A SERIES of maps of Sydney's public transport network provides a compelling case for better integration of existing services, according to the Sydney Alliance, a coalition of community organisations and unions.
The maps, produced by Dr Kurt Iveson of the University of Sydney in partnership with the Sydney Alliance and released last week, comprehensively detail Sydney's access to public transport and reveal that frequency of service is a major hurdle to Sydney having a viable and equitable transport system.
Using Geographic Information Software networking tools, Dr Iveson and PhD student Laurence Troy combined three kinds of information: the road network; public transport service points (train stations, bus, ferry and light rail stops); and average frequencies of services at each point between 5am and midnight on a weekday.
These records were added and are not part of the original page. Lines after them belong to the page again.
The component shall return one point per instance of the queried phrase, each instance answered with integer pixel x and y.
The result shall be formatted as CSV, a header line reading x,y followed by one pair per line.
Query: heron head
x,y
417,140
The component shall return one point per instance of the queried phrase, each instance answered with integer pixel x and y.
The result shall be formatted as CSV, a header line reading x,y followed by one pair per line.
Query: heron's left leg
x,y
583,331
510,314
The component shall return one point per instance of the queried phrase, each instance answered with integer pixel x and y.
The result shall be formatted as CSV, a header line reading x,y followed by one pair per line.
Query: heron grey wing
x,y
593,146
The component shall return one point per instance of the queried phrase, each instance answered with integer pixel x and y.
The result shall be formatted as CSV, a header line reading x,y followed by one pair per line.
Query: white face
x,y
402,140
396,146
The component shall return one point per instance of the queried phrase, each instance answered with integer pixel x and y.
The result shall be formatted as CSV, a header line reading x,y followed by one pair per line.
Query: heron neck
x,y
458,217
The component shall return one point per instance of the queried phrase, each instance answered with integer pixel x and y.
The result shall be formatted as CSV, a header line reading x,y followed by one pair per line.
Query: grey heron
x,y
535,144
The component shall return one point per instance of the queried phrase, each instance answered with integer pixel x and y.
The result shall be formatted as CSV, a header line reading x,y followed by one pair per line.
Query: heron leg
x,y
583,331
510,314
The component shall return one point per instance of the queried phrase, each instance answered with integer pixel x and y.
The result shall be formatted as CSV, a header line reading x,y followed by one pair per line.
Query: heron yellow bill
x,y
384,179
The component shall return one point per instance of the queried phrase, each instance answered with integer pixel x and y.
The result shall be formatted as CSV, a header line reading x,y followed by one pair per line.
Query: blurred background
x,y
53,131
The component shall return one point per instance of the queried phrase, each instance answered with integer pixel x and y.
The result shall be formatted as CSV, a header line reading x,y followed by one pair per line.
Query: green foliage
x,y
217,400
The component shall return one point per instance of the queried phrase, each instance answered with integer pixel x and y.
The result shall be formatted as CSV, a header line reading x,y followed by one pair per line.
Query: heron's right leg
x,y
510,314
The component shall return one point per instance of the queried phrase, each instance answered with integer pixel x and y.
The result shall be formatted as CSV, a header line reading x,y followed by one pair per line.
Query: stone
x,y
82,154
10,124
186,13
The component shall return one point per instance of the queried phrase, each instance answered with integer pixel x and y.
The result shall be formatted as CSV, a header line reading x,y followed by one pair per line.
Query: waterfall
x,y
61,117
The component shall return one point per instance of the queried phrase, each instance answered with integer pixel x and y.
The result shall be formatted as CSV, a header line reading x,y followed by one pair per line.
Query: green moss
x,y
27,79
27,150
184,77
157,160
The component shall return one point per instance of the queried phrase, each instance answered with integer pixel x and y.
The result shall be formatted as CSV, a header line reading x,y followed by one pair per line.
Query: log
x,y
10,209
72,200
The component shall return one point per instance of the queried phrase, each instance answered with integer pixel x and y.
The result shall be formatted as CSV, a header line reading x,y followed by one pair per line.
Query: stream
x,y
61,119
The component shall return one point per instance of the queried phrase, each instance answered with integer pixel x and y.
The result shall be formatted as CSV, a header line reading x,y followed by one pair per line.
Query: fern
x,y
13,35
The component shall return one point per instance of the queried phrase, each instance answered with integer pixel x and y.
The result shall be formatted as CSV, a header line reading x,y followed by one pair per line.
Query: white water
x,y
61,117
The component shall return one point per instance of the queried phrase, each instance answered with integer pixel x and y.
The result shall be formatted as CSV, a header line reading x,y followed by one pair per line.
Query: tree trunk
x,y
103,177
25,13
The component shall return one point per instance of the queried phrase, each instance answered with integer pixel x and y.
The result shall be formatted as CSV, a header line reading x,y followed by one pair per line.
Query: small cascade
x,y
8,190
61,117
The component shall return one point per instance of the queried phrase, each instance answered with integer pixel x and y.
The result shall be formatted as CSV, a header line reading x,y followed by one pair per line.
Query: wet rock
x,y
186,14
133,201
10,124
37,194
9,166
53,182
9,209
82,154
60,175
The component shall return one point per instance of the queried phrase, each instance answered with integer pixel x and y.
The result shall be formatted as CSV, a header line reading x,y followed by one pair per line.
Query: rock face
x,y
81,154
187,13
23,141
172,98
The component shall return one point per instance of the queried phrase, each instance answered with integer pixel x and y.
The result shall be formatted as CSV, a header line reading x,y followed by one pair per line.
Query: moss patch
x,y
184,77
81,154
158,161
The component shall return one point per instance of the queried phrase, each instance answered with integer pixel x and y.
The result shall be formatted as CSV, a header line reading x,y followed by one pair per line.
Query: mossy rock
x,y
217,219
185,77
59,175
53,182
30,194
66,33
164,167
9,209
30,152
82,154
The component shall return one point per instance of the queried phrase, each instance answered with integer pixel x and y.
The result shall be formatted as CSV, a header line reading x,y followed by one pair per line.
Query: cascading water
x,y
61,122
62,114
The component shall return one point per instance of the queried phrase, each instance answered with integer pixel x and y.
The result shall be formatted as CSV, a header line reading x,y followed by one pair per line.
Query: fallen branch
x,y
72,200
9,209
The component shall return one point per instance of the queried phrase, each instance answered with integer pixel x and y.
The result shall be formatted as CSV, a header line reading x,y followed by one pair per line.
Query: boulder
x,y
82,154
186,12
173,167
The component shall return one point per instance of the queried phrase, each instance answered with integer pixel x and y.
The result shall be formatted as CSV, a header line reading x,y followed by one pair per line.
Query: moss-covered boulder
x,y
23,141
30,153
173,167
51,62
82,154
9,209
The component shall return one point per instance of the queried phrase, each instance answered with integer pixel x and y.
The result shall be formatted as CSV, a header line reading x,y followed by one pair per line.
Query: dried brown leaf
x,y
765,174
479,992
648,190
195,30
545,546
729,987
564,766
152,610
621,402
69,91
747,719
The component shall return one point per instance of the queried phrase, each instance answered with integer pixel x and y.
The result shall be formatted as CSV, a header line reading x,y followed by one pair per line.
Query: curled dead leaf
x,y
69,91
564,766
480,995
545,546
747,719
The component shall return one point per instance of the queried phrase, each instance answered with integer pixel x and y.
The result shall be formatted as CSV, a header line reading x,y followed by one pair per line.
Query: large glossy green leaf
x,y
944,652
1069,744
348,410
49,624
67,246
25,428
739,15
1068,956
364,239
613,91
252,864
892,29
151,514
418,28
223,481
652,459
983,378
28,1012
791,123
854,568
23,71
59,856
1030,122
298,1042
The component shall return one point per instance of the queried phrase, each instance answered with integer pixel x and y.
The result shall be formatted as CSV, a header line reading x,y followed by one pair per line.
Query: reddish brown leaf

The maps show which parts of Sydney are within 400 metres walking distance of public transport, and where a service comes at least every 15 minutes on average across the day. While all regions in Sydney have pockets of access to public transport of this standard, most regions outside of the inner city have significant gaps.
"Geospatial maps produced show large areas of our city lack easy access to public transport at the frequency needed to get commuters where they need to go," said Sydney Alliance Coalition Director Amanda Tattersall.
Dr Tattersall said fixing the gaps in the maps needs to be a priority for the NSW Government, not just the big ticket multi-million dollar infrastructure proposals.
Dr Iveson, who is also Co-Chair of the Sydney Alliance Transport Research Action team, said the city's public transport system has to offer an integrated and flexible network across the entire city, throughout the day, seven days a week.
"So what we really need is a 'forget the timetable' frequency – which means as many people as possible having access to some form of public transport within 400 metres walk that comes at least every 15 minutes," Dr Iveson said.
"Good public transport contributes to social inclusion and a better environment. While major infrastructure projects are important, right now we can improve frequencies and better integrate existing services in the Sydney transport network to make a real difference to people's lives."